米国でテック企業シェア拡大 すむたす トレンド勉強会開く
住宅新報 2020年2月18日 号 6面

米国の不動産テックトレンドを学んだ
AIを活用した中古マンションのオンライン買取サービス「すむたす買取」を提供するすむたす(東京都目黒区、角高広社長)は2月4日、都内で不動産テック勉強会「日本の不動産業界から『ZORK』は生まれるのか」を開催。不動産大手の三菱地所、グローバル市場で勝負する不動産テック企業のWealthParkの担当者が事業戦略について紹介した。
同勉強会では、リクルートの「スーモ」出身で、全米2位のオンライン仲介会社Movoto(モボット)の副社長である市川絋氏とインターネット中継を実施。海外の不動産テック事情に詳しい同氏が、住宅分野のユニコーン企業として不動産業界のテクノロジー化を進める「ZORK」(Zillow、Opendoor、Redfin、COMPASSの4社)について解説。
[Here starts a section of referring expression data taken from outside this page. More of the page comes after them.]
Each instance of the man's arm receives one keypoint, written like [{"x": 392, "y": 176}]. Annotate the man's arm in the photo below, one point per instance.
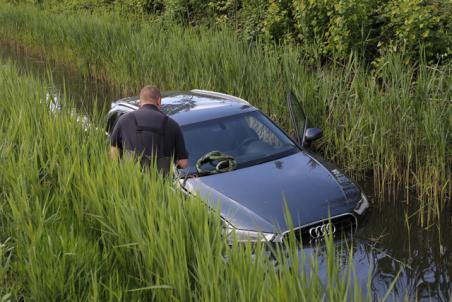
[
  {"x": 182, "y": 163},
  {"x": 116, "y": 142},
  {"x": 181, "y": 154},
  {"x": 114, "y": 152}
]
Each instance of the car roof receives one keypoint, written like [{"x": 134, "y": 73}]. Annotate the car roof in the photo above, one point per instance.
[{"x": 188, "y": 107}]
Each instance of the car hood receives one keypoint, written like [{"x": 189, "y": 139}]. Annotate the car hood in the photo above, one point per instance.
[{"x": 260, "y": 197}]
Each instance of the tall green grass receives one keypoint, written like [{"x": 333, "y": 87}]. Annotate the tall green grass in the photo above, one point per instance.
[
  {"x": 75, "y": 225},
  {"x": 392, "y": 123}
]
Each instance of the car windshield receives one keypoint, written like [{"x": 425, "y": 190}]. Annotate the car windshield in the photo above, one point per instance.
[{"x": 250, "y": 138}]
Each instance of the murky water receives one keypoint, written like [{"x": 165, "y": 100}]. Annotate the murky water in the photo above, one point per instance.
[{"x": 389, "y": 244}]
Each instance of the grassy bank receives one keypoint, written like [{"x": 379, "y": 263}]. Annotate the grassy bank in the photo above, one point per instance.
[
  {"x": 72, "y": 228},
  {"x": 393, "y": 123}
]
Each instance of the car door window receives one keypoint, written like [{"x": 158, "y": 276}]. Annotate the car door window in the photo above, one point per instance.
[{"x": 298, "y": 118}]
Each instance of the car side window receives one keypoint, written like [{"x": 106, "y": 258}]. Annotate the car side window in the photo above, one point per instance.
[{"x": 263, "y": 132}]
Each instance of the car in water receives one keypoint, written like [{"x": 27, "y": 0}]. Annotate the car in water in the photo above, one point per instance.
[{"x": 258, "y": 176}]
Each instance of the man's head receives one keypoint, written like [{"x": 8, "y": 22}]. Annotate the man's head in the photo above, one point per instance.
[{"x": 150, "y": 94}]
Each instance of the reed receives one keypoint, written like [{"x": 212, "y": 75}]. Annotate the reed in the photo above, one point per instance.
[
  {"x": 75, "y": 225},
  {"x": 392, "y": 123}
]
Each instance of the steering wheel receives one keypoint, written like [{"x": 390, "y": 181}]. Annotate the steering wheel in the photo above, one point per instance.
[{"x": 246, "y": 142}]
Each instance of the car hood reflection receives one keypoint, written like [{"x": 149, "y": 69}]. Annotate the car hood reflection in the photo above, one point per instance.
[{"x": 261, "y": 197}]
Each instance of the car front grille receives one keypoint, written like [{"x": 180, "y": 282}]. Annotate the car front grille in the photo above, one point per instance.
[{"x": 336, "y": 226}]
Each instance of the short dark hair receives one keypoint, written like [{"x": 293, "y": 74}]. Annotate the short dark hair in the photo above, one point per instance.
[{"x": 150, "y": 92}]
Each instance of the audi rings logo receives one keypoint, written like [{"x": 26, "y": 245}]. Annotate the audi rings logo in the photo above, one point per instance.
[{"x": 322, "y": 230}]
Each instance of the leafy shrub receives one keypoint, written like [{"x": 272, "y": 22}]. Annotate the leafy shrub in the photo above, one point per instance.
[
  {"x": 409, "y": 25},
  {"x": 333, "y": 28}
]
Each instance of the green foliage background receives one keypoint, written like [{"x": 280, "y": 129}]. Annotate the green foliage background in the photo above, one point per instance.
[{"x": 329, "y": 29}]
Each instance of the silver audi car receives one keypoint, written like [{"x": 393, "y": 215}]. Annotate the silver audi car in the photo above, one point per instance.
[{"x": 242, "y": 163}]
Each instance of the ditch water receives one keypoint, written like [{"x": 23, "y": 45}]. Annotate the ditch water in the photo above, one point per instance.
[{"x": 389, "y": 244}]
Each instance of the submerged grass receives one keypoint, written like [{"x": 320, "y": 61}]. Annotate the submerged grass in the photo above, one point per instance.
[
  {"x": 393, "y": 123},
  {"x": 73, "y": 228}
]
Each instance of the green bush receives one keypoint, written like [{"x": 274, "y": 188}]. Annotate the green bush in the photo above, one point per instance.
[
  {"x": 415, "y": 26},
  {"x": 325, "y": 28}
]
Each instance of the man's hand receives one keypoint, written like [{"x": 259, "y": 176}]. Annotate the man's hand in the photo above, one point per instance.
[
  {"x": 114, "y": 152},
  {"x": 182, "y": 163}
]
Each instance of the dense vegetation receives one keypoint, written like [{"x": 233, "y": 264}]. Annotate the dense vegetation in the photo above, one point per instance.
[
  {"x": 325, "y": 29},
  {"x": 72, "y": 228},
  {"x": 393, "y": 123}
]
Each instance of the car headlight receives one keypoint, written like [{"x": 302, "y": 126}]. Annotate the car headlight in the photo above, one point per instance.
[
  {"x": 244, "y": 235},
  {"x": 362, "y": 205}
]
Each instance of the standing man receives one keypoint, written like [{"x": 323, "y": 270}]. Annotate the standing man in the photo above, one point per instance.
[{"x": 148, "y": 132}]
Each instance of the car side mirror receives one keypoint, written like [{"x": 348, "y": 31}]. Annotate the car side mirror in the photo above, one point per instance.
[{"x": 313, "y": 134}]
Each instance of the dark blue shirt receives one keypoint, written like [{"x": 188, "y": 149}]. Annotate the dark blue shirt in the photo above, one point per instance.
[{"x": 150, "y": 132}]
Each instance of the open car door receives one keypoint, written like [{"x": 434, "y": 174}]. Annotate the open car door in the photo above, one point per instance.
[{"x": 297, "y": 118}]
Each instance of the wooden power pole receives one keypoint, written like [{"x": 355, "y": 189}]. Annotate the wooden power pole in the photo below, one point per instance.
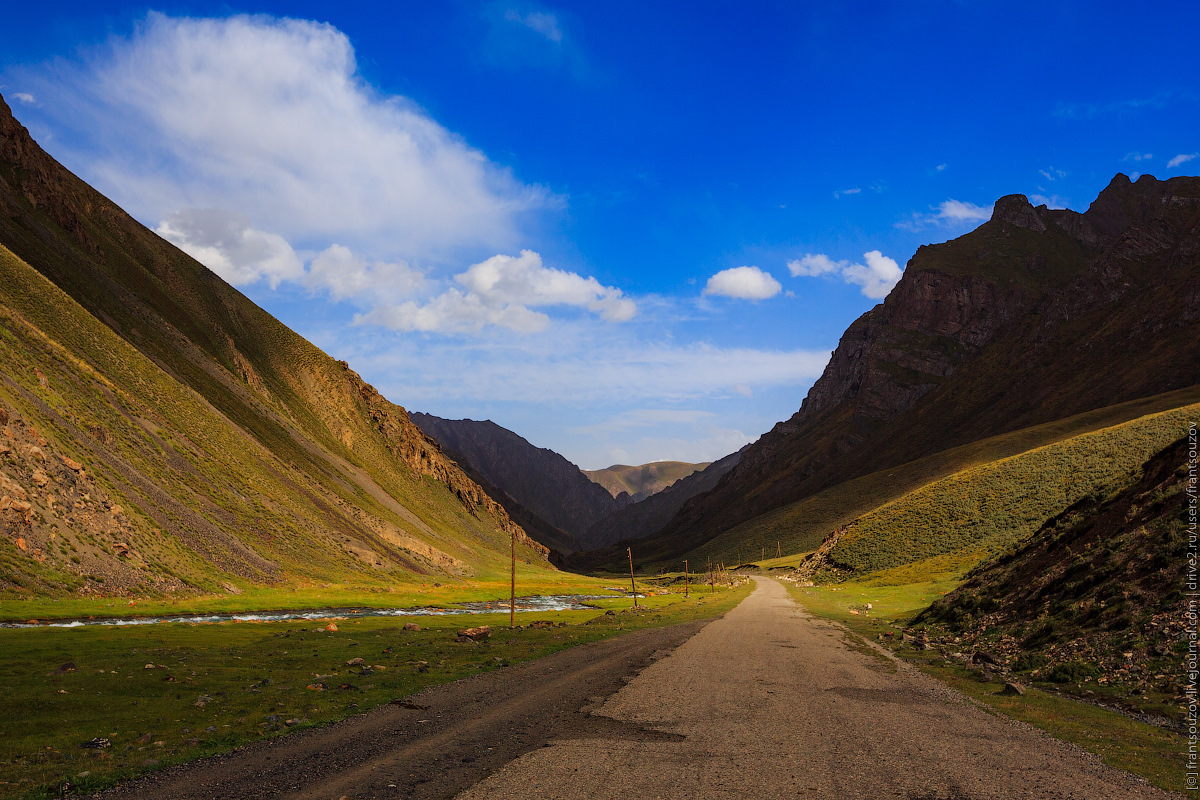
[
  {"x": 631, "y": 583},
  {"x": 513, "y": 584}
]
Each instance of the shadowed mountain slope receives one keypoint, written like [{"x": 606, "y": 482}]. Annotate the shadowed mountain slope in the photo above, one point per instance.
[
  {"x": 538, "y": 479},
  {"x": 648, "y": 516},
  {"x": 1033, "y": 317},
  {"x": 163, "y": 433},
  {"x": 640, "y": 482}
]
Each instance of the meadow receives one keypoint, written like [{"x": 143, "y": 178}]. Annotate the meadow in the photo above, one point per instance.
[{"x": 172, "y": 692}]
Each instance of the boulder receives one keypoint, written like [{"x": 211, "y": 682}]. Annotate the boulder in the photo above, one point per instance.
[{"x": 474, "y": 633}]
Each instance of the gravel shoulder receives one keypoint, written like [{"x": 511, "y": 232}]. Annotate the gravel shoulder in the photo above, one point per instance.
[
  {"x": 436, "y": 743},
  {"x": 769, "y": 702}
]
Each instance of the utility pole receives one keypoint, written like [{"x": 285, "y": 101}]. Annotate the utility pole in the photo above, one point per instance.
[
  {"x": 513, "y": 584},
  {"x": 631, "y": 583}
]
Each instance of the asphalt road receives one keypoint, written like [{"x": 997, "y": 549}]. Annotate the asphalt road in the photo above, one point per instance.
[
  {"x": 769, "y": 702},
  {"x": 766, "y": 702}
]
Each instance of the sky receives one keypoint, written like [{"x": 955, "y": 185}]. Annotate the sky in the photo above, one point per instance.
[{"x": 629, "y": 232}]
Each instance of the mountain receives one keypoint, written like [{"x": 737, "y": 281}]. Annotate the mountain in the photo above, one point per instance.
[
  {"x": 1095, "y": 595},
  {"x": 538, "y": 479},
  {"x": 640, "y": 482},
  {"x": 649, "y": 515},
  {"x": 1036, "y": 316},
  {"x": 161, "y": 433}
]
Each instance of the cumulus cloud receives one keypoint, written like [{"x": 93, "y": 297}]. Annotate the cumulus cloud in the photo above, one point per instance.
[
  {"x": 270, "y": 119},
  {"x": 744, "y": 283},
  {"x": 502, "y": 292},
  {"x": 343, "y": 275},
  {"x": 876, "y": 276},
  {"x": 232, "y": 247},
  {"x": 948, "y": 214}
]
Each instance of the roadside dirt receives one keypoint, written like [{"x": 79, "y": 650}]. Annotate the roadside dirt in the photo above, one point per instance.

「不動産テックの台頭以前は不動産コングロマリットが攻勢だったが、00年代以降はポータルサイトや『ポータルサイト+仲介』事業者が登場。売り手領域で価格査定アルゴリズムを活用した買取再販業を担うアイバイヤーが登場している」と述べた。
市川氏は、日本の大手ポータルサイトが仲介事業に乗り出す可能性は低いと見た上で、その理由として「オープン化された不動産データベースを基にしている米国に対し、日本のポータルサイトはクライアントからの広告入稿で成り立つ。競合し掲載物件数を減らすリスクを取るよりも、広告メディアとしての発展、事業者の業務改善を推進するのではないか」と説明。またアイバイヤーの参入が日本で進むかどうかについては「中古を売却すると利益が出る米国に対し、中古の価値が下がる日本では限定的か。ただ、都内の分譲マンションに限れば売却益が見込めると思う」とした。